By contrast, Uber was able combat efforts to thwart its access to markets. They did so, in many cases, by taking an adversarial approach and changing the law to ensure ridesharing could continue. While this preserved ridesharing as an industry, it delayed the opportunity to connect ridesharing to existing transit networks. Regulators and ridesharing companies remain more at odds than not continuing to delay solutions to the systemic transportation challenges cities face.
Transportation is inherently local, and the future of of mobility innovation will be as well. Even aviation, an industry that long soared above concerns of the urban environment, is being forced to rethink its relationship with the metropolis. EVTOL aircraft are revisiting the lessons helicopters learned in the 1970s and drone companies face the hyperlocal concerns that arise when your neighbor decides 3am is the ideal time for his Eaze order to be facilitated by a flying lawnmower.

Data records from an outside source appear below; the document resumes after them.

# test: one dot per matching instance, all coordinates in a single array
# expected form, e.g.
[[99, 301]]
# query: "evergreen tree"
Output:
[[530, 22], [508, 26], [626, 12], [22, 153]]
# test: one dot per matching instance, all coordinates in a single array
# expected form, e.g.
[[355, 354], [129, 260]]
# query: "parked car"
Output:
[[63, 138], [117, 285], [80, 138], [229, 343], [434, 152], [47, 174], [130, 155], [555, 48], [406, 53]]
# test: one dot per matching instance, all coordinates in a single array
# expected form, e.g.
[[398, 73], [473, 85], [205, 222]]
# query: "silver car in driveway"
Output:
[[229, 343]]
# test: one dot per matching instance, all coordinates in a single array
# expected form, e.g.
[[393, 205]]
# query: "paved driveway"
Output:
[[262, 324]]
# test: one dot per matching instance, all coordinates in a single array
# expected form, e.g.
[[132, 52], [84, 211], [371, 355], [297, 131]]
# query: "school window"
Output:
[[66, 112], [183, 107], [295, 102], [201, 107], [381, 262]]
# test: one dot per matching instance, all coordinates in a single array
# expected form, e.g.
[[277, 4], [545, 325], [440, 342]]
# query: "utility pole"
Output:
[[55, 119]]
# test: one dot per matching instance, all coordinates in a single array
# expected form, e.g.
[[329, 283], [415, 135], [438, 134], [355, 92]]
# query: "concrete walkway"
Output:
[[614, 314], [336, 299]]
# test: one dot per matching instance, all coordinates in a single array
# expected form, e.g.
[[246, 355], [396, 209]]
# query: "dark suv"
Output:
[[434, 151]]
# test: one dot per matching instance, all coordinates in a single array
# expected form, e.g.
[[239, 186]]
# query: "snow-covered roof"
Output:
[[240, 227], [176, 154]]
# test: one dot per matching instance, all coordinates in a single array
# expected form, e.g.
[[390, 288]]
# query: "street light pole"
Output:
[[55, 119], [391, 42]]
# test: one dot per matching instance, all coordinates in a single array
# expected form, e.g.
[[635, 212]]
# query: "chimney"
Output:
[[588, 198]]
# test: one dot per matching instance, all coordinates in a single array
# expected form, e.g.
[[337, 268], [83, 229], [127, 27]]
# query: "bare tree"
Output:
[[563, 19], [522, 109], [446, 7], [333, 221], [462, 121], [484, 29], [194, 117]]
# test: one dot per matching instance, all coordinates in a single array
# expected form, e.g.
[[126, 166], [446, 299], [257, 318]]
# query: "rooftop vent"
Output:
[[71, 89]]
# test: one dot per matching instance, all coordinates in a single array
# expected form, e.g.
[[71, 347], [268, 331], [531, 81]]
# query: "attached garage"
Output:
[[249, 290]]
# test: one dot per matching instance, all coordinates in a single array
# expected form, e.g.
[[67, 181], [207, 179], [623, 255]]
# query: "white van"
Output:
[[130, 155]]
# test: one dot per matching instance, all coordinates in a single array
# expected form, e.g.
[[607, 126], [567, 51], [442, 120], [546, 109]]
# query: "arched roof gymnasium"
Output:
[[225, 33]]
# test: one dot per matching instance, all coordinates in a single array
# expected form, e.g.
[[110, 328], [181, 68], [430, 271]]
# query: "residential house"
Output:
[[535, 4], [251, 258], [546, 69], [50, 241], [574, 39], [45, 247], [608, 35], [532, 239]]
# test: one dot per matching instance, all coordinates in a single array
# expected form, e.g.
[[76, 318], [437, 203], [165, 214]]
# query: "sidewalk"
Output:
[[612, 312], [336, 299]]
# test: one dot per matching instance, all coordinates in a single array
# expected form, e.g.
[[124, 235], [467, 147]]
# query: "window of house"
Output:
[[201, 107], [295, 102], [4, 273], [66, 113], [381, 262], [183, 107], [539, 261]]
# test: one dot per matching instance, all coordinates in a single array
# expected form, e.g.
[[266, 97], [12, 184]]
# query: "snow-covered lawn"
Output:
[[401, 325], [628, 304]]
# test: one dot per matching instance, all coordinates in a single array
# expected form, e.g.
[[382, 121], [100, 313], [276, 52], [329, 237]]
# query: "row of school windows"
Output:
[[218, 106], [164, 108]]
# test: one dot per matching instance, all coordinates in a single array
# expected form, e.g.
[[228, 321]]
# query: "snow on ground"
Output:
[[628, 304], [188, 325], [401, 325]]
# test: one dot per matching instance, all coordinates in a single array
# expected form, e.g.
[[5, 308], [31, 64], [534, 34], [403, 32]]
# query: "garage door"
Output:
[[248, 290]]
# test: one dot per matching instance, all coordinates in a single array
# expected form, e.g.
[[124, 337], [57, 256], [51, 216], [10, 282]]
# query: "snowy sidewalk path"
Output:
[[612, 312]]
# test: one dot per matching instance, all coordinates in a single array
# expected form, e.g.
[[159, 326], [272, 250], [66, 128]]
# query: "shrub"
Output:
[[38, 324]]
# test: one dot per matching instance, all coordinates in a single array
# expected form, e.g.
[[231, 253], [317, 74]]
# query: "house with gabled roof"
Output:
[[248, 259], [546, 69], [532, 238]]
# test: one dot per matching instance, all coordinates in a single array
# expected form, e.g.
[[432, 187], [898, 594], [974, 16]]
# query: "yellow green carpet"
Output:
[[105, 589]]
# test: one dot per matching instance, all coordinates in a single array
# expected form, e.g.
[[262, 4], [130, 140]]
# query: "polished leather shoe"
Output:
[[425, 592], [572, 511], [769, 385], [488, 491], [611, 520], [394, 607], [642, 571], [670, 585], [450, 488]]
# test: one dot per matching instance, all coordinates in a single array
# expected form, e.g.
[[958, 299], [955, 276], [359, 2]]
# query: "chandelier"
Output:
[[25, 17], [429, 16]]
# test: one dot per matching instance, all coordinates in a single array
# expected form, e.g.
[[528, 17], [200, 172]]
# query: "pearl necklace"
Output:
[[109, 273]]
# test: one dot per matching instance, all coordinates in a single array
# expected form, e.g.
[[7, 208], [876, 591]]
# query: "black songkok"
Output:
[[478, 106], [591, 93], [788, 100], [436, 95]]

And therein lies one of the most exciting opportunities for the cities of the future. The negative externalities accompanying changes on, under, and over our roads, can be mediated by the same technologies that have sparked new headaches. Cities may use platforms like RideOS to smooth autonomous traffic, Remix to incorporate scooters into transit planning, Via to offer ridesharing as a public service, or our company, AirMap, to integrate drones drones today and flying cars tomorrow.
Ultimately, solutions, not sanctions, will allow cities to welcome this weird new transportation future and realize it's transformative potential. The abnormalization of transportation presents a tremendous challenge for city officials, planners, and legislators. It's a road worth traveling.